Categories: Business

E.l.f. Beauty CEO ‘relieved’ levies are only 10%

The New York Stock Exchange welcomes E.l.f. Beauty on March 18, 2024, to celebrate its 20th anniversary of founding.

The CEO of E.l.f. Beauty, which manufactures about 80% of its cosmetics in China, told CNBC on Thursday that it was “relieved” the new tariff on Chinese imports is only 10%. The retailer isn’t sure yet if it will need to raise prices. 

“[It] seems like a weird thing to say, but we actually were somewhat relieved when it was only 10 points because at one time, the rhetoric was as high as 60% tariffs,” Tarang Amin said when discussing his company’s fiscal third-quarter earnings results.

With regard to raising prices, he said, “we’ll see whether we need to.”

The comments come just days after President Donald Trump slapped a new 10% tariff on goods imported from China into the U.S., raising concerns about companies such as E.l.f. with significant supply chains in the region.

While 25% tariffs on Mexico and Canada have since been paused for 30 days, Beijing and Washington have yet to come to an agreement, and China has hit the U.S. back with a slew of retaliatory measures, including blacklisting Calvin Klein’s parent company PVH Corp. 

The uncertainty around whether the new Chinese tariffs are here to stay has led some companies, such as Barbie maker Mattel, to say they will lean on price increases to offset the effect to profits. E.l.f. struck a similar tune in November when 60% tariffs still seemed like a possibility. 

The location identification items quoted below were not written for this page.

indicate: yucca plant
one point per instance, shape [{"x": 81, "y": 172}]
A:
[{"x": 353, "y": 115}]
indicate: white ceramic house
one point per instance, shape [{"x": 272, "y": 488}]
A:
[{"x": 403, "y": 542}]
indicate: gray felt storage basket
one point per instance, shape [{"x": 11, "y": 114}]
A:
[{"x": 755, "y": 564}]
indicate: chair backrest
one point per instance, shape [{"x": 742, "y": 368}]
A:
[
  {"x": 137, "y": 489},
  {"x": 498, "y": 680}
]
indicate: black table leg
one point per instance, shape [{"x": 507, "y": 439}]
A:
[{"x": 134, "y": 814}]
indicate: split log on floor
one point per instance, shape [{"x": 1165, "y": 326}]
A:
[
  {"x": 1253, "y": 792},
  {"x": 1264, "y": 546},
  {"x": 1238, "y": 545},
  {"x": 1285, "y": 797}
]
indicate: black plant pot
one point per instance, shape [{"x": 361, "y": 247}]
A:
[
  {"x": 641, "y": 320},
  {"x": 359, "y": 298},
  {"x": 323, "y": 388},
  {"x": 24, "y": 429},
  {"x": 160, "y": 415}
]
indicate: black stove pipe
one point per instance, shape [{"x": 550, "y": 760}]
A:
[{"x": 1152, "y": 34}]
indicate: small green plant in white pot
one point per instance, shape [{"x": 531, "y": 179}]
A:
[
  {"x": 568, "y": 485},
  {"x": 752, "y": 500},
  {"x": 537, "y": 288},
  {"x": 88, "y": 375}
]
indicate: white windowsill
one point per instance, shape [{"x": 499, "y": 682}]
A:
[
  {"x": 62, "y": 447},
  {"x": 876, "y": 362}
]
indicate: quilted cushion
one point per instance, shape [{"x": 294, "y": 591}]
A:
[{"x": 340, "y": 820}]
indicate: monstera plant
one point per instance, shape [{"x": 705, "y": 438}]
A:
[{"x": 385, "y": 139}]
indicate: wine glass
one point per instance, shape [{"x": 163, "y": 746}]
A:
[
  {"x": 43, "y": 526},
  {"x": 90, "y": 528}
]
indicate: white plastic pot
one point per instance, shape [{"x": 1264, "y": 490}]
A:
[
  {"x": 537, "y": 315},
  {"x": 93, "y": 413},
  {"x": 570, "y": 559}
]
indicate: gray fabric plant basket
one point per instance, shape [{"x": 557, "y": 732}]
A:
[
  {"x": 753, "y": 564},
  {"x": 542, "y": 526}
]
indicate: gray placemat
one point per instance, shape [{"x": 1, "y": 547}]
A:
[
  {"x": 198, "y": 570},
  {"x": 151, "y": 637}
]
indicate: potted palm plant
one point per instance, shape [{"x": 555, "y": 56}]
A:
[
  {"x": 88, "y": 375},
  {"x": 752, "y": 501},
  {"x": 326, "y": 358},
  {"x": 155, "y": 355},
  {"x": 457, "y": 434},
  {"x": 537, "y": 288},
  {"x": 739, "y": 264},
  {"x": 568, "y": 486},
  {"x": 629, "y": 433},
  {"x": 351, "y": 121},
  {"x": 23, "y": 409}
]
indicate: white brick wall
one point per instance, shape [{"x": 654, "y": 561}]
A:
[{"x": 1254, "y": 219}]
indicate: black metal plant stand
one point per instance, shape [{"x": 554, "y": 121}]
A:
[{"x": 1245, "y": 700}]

“We also want to play it out. There’s so much back and forth going on right now. If there was a higher level of tariff, we don’t want to announce our pricing actions until we know kind of where we feel it’s really going to settle out,” he explained. 

When Trump put new 25% tariffs on China during his first term, Amin said the company raised prices on a third of its items by $1 and saw a “good consumer response,” even with its reputation for offering more affordable “dupes” of prestige cosmetics at drug store prices.

At the time, E.l.f. was manufacturing nearly 100% of its goods in China. This time around, it is in a better position after reducing its reliance on the region by about 20%. It also has a bigger international business and does more sales outside of the U.S. 

“The good thing, because we do have a long supply chain … we won’t face it this fiscal year. It won’t be until about, you know, well into our [fiscal year 2026] before we start seeing the value of that higher inventory,” said Amin. “So we have time to really make sure we have the playbook.”